Zum Gesundheitszustand der 100-Jährigen gibt die 2. Heidelberger Hundertjährigen-Studie Auskunft (Jopp, Boerner & Rott 2016), mit 100 weiblichen und 12 männlichen Teilnehmern. Diese litten im Durchschnitt an 5 akuten oder chronischen Erkrankungen. Am häufigsten anzutreffen waren Beeinträchtigungen des Sehens bzw. Hörens, Mobilitätseinschränkungen – 70% der Teilnehmer berichteten über mindestens einen Sturz seit dem 95. Lebensjahr – und muskuloskelettale Erkrankungen. Schlaganfälle und Krebs, also Krankheiten mit hohem Sterblichkeitsrisiko, waren selten. Demenz bestand bei etwa einem Drittel der Erkrankten. Legt man diese Erhebung zugrunde, dann gehört meine Patientin definitiv zu den fittesten Hundertjährigen. Mögen ihr noch viele schöne Jahre beschieden sein!
Quellen:
Franke et al. (1970). Studien an 148 Hundertjährigen. Dtsch. Med. Wochenschr.; 95: 1590–94.

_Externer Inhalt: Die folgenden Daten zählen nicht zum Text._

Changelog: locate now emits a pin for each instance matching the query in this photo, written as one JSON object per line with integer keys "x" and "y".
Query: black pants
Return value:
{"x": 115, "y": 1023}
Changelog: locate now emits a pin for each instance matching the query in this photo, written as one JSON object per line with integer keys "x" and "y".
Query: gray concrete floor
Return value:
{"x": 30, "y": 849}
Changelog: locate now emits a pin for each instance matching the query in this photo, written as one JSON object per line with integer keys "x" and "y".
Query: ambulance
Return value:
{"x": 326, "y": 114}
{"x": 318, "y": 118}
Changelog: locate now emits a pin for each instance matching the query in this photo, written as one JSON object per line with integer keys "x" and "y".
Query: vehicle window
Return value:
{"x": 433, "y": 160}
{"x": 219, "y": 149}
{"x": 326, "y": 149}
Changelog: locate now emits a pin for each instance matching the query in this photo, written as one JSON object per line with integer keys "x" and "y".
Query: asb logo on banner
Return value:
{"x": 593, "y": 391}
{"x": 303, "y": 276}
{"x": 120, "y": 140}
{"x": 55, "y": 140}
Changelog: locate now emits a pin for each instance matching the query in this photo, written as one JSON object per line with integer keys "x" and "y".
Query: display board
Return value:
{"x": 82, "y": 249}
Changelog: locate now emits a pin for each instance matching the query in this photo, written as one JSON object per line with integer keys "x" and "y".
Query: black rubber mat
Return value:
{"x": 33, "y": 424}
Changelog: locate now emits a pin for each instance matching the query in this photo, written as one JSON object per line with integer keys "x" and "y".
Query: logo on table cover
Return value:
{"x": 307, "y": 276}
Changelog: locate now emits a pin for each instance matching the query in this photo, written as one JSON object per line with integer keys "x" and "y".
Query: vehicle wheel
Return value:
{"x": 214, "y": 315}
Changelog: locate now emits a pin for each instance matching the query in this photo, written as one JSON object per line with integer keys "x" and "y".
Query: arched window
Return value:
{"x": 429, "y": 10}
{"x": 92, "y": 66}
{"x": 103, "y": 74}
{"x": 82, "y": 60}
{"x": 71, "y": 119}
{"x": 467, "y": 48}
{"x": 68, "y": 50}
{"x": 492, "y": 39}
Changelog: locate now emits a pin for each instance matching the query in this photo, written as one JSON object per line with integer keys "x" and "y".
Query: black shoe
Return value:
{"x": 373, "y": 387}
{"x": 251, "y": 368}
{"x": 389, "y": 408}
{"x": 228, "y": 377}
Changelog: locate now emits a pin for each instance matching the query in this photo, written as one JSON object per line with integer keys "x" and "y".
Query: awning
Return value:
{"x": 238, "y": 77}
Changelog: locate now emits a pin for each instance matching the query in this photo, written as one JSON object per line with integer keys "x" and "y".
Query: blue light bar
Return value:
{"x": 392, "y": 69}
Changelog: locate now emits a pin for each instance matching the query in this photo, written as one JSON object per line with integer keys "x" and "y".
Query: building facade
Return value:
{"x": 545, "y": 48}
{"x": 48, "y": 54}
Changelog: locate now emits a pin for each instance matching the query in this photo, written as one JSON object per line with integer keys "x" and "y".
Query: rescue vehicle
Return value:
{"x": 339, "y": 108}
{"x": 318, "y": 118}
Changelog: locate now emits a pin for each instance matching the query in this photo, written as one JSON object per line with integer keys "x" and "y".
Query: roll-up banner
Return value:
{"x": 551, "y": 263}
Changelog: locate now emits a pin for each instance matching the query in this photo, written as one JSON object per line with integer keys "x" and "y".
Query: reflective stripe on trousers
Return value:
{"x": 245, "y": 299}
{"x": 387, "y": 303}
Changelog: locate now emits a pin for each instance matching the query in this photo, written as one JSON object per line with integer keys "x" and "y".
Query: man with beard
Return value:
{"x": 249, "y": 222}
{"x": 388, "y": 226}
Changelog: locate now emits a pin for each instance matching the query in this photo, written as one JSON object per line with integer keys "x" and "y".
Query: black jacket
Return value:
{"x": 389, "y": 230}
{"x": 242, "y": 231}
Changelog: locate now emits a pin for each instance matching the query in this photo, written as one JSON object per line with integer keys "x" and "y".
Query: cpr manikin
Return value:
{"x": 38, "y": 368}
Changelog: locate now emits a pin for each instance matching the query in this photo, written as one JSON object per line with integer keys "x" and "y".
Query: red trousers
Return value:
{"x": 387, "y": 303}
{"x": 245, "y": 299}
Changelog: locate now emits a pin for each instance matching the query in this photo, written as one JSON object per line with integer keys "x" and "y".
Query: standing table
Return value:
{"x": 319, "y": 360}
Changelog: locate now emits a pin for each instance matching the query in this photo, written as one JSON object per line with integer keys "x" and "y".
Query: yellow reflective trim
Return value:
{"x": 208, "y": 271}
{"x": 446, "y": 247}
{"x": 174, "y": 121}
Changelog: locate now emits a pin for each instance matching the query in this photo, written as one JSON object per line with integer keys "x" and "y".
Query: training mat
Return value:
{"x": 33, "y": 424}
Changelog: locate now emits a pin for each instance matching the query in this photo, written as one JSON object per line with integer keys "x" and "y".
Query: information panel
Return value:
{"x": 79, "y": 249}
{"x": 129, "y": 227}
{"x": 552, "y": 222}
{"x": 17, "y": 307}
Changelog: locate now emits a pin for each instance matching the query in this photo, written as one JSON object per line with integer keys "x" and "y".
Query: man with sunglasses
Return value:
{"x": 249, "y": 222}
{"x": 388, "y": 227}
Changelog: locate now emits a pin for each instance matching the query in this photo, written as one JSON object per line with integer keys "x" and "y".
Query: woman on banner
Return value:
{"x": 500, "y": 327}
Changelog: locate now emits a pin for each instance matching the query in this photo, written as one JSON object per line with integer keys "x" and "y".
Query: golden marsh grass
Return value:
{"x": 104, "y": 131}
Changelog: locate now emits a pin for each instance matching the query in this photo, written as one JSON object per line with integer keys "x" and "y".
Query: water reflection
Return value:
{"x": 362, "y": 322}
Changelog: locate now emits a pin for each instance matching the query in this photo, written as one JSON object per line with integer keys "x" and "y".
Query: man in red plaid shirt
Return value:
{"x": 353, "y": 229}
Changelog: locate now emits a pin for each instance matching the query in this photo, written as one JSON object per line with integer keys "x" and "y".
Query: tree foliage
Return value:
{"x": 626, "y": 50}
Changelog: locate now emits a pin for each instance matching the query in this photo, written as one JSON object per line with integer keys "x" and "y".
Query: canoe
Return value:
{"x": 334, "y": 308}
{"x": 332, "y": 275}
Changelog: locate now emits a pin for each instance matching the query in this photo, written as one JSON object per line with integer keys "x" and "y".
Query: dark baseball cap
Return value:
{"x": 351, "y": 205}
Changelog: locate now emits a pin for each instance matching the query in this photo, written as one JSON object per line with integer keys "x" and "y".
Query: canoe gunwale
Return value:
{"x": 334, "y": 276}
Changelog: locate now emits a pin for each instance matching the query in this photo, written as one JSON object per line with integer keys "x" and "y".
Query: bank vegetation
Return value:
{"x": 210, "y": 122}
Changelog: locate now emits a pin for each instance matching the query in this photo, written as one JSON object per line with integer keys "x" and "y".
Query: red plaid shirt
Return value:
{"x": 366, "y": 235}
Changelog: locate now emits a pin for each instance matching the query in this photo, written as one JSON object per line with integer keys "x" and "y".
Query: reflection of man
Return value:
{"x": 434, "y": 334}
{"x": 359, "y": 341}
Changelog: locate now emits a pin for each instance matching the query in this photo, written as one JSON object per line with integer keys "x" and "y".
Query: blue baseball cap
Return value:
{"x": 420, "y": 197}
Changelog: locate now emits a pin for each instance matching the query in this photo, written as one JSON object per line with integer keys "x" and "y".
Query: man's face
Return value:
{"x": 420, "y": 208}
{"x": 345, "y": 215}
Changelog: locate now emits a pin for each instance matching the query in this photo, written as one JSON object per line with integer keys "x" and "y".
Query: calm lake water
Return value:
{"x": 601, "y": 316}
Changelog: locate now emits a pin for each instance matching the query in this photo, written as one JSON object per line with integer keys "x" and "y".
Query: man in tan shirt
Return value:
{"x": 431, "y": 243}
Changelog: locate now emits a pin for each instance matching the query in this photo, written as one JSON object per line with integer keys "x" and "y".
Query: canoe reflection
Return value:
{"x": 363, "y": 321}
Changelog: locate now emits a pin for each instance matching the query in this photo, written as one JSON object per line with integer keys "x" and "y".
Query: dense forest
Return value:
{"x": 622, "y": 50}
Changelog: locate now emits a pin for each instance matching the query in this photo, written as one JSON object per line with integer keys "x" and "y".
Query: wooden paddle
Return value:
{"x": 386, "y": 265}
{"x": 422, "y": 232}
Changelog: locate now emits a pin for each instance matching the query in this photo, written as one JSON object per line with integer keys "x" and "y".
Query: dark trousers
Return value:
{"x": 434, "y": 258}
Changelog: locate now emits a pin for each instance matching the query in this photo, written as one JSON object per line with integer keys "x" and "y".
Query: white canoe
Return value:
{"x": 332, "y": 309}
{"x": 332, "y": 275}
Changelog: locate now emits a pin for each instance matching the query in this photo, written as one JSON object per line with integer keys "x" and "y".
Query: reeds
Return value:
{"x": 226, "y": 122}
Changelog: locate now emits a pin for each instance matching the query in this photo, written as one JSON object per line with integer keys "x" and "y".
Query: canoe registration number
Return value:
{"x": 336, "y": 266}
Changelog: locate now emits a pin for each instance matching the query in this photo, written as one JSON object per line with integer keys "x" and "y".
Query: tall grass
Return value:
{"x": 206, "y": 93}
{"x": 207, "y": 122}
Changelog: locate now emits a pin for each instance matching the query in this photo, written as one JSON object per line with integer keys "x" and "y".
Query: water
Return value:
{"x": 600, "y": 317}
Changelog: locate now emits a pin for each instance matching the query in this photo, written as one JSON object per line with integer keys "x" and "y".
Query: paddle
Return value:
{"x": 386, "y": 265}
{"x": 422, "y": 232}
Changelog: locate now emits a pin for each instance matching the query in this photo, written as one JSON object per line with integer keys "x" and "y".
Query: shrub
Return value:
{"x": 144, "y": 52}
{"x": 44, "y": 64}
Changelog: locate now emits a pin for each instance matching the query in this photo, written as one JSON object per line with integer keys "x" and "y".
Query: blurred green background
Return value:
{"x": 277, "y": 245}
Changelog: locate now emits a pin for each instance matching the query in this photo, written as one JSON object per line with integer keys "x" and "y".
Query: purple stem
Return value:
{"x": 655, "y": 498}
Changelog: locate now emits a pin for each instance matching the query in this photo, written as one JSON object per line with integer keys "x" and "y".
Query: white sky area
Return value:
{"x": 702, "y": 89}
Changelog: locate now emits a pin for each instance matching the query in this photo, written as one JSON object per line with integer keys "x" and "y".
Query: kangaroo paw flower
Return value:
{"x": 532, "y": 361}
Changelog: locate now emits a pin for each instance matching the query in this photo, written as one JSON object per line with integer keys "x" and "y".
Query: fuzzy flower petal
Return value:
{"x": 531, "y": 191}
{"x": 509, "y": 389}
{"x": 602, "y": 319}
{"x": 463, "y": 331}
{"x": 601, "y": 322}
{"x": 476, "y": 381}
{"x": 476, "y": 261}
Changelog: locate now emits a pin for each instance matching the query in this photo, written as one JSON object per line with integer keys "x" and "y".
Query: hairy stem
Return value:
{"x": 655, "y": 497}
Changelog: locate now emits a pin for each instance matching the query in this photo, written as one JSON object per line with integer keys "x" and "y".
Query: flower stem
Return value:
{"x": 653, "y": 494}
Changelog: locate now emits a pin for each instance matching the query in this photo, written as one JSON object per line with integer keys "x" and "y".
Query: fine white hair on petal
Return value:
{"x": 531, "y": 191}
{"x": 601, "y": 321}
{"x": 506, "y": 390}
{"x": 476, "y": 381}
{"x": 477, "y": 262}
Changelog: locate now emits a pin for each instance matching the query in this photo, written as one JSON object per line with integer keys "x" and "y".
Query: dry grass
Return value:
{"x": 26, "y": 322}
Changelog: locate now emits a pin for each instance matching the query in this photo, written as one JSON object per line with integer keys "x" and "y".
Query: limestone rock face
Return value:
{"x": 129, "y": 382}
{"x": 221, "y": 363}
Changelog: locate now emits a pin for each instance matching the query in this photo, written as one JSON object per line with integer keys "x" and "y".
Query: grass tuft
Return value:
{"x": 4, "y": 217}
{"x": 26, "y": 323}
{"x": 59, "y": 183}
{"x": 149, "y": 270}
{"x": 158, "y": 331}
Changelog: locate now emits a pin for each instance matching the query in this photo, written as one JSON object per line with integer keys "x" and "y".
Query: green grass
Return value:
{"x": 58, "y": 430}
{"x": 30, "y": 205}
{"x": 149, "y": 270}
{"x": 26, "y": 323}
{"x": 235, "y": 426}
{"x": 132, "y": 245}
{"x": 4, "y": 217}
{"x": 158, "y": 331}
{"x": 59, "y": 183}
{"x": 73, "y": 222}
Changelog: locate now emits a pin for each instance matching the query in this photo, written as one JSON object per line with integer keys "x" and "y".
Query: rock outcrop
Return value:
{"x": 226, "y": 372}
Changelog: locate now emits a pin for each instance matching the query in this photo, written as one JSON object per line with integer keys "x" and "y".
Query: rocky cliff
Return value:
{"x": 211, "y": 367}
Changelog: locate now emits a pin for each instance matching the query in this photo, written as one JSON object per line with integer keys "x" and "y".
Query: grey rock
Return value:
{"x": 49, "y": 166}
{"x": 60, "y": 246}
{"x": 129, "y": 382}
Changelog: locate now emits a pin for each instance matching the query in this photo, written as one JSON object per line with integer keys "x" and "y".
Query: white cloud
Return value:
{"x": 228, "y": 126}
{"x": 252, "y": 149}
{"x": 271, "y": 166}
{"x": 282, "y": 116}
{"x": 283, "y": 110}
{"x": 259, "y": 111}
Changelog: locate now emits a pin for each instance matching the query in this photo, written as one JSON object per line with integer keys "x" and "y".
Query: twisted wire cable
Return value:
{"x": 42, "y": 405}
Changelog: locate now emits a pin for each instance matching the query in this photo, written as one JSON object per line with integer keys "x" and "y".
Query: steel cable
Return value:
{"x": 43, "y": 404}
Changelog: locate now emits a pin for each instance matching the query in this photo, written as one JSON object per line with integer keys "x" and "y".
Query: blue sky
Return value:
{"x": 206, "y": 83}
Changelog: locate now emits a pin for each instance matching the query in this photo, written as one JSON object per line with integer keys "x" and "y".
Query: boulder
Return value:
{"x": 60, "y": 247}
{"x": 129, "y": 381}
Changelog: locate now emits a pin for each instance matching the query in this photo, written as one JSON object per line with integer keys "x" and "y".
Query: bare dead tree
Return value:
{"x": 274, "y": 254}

Friedman HS et al. (1993). Does childhood personality predict longevity? J. Personal. Soc. Psychol.; 65: 176–85.
Perutz MF (1997). Long live the Queen's subjects. Philos. Trans. R. Soc. Lond. B. Biol. Sci.; 352: 1919–20.
Jopp DS, Boerner K, Rott C (2016). Health and disease at age 100—findings from the Second Heidelberg Centenarian Study. Dtsch. Arztebl. Int.; 113: 203–10.